Salaam Brick Lane
Just finished reading Tarquin Hall's Salaam Brick Lane, an account of his real-life experiences living in Banglatown for a few years with his Indian girlfriend (now wife and BBC journalist). If you live in the West and you commute, its the perfect book: well observed and a joy to read. Hall has a keen ear for dialogue, whether it is his leather-jacket shop owning slumlord, his Albanian friends or the fading cockney characters in the pubs of Bethnal Green Road.

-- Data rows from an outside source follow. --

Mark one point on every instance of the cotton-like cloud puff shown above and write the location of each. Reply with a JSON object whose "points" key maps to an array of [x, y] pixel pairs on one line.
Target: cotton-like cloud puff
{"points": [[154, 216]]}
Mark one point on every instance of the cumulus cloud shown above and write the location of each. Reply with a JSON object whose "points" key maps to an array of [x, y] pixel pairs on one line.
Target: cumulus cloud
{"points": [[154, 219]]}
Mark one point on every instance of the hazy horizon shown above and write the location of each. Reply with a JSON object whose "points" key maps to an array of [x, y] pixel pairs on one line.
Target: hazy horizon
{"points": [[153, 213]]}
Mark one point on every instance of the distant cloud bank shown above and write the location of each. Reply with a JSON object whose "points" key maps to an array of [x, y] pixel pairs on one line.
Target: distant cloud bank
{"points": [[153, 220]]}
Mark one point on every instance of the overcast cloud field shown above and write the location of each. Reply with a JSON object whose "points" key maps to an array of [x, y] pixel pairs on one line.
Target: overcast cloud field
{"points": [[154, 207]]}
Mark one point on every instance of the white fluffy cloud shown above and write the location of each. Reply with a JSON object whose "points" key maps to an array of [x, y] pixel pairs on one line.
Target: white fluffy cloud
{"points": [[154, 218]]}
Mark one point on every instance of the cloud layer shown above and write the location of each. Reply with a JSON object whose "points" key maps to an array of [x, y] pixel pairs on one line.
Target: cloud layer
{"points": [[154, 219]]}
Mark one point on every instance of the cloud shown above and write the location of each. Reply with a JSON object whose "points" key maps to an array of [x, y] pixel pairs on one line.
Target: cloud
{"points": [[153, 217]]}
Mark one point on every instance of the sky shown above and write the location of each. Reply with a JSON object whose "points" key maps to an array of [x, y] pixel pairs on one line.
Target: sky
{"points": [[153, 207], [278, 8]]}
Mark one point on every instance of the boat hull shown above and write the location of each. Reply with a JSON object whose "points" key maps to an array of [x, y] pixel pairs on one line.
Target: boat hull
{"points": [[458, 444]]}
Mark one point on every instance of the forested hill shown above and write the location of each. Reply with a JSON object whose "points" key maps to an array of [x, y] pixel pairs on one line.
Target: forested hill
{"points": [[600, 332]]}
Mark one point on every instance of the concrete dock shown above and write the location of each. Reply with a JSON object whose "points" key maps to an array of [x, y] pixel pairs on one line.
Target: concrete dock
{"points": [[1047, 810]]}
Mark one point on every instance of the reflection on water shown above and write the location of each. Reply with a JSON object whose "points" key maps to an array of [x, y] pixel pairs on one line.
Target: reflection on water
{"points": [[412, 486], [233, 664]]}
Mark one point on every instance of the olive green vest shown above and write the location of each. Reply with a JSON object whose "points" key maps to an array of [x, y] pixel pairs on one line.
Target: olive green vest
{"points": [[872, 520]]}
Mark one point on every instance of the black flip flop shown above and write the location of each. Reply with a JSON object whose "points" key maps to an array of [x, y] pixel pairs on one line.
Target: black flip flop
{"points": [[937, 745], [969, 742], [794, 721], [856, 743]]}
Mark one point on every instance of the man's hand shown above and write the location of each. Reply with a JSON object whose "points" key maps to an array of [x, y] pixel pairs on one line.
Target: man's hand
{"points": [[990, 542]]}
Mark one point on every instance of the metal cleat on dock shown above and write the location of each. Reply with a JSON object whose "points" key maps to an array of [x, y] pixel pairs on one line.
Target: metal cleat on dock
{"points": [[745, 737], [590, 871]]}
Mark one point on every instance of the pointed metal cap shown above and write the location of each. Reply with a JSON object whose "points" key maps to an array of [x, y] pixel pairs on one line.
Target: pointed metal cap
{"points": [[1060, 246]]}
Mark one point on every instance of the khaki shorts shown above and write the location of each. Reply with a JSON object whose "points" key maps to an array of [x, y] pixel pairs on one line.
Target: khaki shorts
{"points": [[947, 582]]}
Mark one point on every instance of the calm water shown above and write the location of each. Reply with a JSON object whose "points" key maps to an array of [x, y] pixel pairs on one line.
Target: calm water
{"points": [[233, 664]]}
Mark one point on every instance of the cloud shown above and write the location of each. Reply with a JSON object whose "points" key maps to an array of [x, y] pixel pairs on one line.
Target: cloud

Best of all, its a song in praise of the centuries-old mongrel multiculturalism of England, writ small via the continuously varying experiment in hybridity also known as Brick Lane (from Huguenot weavers to Jewish exiles to the Sylhetic Bengalis of today). We English have always been hybrid (and rarely ethnically 'pure') - we've always imported our monarchs, raided other people's languages and stole all our culinary ideas from foreigners (even fish and chips ain't English, innit?). Never one for truly original ideas, we are highly adept at 'borrowing' and adapting those of others. Even as a vegan, I have to say: long live the chicken tikka masala!
3 comments:
Bros Jeremy you dey write oh! Chineke. Anyway how do you survive as a vegan in Nigeria? Are there many opportunities for eating out?
Ever read Zadie Smith?
just read this too...it is wonderfully researched, and a great read. highly recommend this!